Saturn's rings are wide but very thin. Astronomers using the Hubble Space Telescope captured this image of the rings edge-on in 1995.
Credit: Phil Nicholson/NASA
In a rare cosmic event, four of Saturn's many moons will cross the ringed planet's face Tuesday morning, each casting a shadow on the gas giant's surface.
The event is not one that casual skywatchers will be able to see. But it will be photographable by seasoned amateur skywatchers through mid-sized backyard telescopes high-end camera setups, and the Hubble Space Telescope will photograph the event.
Meanwhile, for the rest of us: Comet Lulin will be very near Saturn from Monday Night through Tuesday night, making the barely-visible fuzzball comet relatively easy to find.
"Titan, Mimas, Dione and Enceladus will pass directly in front of Saturn and we'll see their silhouettes crossing Saturn's cloudtops -- all four at the same time." said Keith Noll of the Hubble Space Telescope Science Institute.
Transits of this many of Saturn's moons are rare.

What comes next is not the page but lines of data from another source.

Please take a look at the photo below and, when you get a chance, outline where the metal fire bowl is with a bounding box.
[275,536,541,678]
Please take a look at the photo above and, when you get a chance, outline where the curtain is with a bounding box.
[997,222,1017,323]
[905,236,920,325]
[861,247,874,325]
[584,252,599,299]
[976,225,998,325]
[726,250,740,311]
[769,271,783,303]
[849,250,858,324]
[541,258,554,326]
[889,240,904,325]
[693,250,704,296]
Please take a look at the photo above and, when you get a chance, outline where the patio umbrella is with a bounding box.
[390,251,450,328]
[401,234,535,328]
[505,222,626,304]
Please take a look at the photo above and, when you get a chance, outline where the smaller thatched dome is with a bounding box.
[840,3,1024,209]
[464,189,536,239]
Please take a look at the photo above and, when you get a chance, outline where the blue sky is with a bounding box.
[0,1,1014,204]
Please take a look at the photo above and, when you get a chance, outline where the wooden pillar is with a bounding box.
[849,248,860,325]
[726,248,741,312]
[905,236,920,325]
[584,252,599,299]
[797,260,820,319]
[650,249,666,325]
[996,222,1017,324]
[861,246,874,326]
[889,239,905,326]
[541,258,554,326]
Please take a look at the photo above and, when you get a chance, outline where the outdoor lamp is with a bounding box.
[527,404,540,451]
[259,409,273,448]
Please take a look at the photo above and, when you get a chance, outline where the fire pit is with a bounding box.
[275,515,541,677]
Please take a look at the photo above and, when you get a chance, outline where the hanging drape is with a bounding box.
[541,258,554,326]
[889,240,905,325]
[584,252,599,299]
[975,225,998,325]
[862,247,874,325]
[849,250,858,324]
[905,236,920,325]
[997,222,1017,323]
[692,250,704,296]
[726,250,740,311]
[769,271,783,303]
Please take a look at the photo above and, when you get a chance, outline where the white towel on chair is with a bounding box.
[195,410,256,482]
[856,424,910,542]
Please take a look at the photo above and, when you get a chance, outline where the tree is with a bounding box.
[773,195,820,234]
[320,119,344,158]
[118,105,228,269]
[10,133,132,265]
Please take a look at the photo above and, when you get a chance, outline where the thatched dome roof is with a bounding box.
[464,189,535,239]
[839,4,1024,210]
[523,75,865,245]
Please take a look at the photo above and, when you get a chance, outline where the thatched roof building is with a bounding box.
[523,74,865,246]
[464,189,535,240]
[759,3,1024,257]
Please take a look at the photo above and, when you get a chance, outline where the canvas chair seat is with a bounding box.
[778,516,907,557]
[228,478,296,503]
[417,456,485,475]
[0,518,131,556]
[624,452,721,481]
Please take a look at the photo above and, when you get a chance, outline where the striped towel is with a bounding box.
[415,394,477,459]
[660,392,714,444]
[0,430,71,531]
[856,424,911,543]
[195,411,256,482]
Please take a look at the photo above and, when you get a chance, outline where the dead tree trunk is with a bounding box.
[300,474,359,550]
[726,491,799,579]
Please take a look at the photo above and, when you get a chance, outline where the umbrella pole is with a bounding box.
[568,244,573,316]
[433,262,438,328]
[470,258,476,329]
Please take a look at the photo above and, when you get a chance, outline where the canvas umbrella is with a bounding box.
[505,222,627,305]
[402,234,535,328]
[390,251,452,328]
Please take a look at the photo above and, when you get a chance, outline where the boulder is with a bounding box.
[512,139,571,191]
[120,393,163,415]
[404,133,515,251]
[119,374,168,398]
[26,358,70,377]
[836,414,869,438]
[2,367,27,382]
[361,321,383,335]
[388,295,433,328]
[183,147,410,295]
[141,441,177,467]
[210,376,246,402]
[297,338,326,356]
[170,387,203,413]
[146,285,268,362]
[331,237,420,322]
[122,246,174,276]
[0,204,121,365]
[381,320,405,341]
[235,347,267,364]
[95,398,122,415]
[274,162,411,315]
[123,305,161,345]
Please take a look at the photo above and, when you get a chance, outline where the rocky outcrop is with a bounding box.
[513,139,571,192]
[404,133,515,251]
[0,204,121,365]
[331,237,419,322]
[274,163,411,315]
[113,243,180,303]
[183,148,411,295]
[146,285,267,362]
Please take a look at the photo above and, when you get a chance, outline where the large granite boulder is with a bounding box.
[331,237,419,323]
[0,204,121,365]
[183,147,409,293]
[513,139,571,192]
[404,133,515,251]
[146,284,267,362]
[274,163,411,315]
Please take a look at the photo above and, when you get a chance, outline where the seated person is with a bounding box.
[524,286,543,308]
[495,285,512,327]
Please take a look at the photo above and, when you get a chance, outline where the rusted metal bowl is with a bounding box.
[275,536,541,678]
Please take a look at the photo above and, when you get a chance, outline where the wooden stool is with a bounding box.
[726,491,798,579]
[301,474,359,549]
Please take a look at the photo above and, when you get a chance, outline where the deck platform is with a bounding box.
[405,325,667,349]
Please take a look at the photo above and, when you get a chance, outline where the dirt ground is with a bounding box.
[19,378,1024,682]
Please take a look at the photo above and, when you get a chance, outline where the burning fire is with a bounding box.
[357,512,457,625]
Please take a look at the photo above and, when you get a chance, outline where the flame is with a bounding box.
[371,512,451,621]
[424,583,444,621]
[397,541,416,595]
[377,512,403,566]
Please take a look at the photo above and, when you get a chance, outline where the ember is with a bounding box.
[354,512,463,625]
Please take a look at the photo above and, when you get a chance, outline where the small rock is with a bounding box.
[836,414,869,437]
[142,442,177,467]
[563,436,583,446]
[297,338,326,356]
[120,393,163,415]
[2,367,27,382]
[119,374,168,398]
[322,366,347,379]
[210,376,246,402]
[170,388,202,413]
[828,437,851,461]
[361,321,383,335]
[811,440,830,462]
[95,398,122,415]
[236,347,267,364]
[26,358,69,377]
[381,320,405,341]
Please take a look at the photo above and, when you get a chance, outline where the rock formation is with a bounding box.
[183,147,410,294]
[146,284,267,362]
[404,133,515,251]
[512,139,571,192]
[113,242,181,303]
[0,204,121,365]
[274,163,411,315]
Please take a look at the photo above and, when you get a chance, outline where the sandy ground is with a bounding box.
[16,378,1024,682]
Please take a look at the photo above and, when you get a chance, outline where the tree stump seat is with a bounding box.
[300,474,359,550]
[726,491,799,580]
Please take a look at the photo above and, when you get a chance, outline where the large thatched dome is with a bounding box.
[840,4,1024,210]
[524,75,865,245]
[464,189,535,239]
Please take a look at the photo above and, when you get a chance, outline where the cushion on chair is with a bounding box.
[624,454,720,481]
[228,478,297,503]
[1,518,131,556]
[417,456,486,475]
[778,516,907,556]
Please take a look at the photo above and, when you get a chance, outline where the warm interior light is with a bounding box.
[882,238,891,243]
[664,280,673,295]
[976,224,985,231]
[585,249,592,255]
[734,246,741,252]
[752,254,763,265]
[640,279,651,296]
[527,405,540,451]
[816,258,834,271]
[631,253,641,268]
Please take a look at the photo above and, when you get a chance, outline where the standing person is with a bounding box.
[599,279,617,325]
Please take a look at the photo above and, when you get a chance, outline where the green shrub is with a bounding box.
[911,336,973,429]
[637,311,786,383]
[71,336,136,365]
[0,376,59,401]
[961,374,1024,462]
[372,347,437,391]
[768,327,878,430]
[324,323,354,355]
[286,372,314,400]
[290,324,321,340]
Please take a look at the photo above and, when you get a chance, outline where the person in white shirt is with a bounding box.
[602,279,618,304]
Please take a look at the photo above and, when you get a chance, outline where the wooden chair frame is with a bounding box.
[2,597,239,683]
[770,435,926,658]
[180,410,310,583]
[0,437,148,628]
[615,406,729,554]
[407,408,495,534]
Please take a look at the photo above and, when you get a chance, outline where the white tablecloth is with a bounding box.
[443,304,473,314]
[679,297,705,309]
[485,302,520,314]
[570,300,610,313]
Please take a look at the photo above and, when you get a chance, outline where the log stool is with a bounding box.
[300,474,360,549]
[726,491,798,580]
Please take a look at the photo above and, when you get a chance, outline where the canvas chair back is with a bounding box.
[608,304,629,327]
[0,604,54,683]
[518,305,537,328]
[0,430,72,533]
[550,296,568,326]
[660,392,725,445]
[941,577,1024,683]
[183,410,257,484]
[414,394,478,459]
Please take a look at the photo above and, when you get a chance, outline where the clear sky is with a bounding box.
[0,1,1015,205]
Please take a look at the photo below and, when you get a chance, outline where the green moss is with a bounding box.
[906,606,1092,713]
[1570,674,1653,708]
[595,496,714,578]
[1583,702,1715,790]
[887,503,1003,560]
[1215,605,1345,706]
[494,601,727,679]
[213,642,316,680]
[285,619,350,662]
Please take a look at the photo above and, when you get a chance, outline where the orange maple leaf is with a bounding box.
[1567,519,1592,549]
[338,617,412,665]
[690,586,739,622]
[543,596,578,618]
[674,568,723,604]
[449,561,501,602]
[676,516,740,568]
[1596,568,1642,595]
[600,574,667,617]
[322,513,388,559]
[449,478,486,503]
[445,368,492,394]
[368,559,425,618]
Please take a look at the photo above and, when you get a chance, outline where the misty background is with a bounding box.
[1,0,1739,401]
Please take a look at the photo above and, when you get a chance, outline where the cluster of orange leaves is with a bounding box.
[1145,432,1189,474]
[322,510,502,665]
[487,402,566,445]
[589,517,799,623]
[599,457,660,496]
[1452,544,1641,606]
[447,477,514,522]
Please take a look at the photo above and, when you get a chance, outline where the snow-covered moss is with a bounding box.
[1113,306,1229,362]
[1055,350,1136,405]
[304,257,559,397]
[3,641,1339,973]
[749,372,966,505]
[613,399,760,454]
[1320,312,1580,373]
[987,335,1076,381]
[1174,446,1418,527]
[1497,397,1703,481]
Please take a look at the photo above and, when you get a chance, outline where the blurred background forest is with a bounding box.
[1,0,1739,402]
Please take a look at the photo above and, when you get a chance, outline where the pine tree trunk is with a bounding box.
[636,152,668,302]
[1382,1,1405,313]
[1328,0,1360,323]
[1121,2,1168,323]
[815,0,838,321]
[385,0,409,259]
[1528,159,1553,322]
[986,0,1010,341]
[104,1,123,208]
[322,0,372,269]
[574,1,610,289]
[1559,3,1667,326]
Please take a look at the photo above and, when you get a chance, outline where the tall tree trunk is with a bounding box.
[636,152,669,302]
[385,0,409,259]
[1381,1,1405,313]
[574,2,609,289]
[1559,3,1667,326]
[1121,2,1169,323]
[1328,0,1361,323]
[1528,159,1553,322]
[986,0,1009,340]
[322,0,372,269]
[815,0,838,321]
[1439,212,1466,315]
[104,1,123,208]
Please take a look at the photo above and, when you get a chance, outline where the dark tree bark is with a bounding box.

"They only happen every 14 to 15 years when the orbits of Saturn's moons are nearly edge-on to Earth," Noll said. This will be the first time Hubble captures four moons crossing Saturn at once.
The event begins on Tuesday, Feb. 24 at 10:54 UT (5:54 a.m. EST) when Titan's circular shadow falls across Saturn's cloudtops," according to a NASA statement. About 40 minutes later, the ruddy disk of Titan itself moves over the clouds.
"Titan is so big, you can see it just by looking through the eyepiece of a small telescope -- no special camera is required," said astrophotographer Christopher Go of the Philippines.
One by one, the smaller moons Mimas, Dione and Enceladus will follow Titan. At 14:24 UT, all four satellites and their shadows will simultaneously dot Saturn's disk. Spotting these moons is not something the average person with a small telescope can do, however.
"To photograph the smaller moons, you'll need a mid-sized backyard telescope equipped with a good CCD camera," Go said in the NASA statement.
"The transit of Titan will be of particular interest," Noll said. "Researchers plan to use Saturn as a backlight to probe the size and transparency of the giant moon's atmosphere." While Saturn's rings are most dramatic when tilted significantly from our point-of-view, this week Hubble will capture a rare view of the rings almost edge-on, a point of view that can reveal ring-warps, undiscovered satellites, and new information about the reflectivity of ring particles.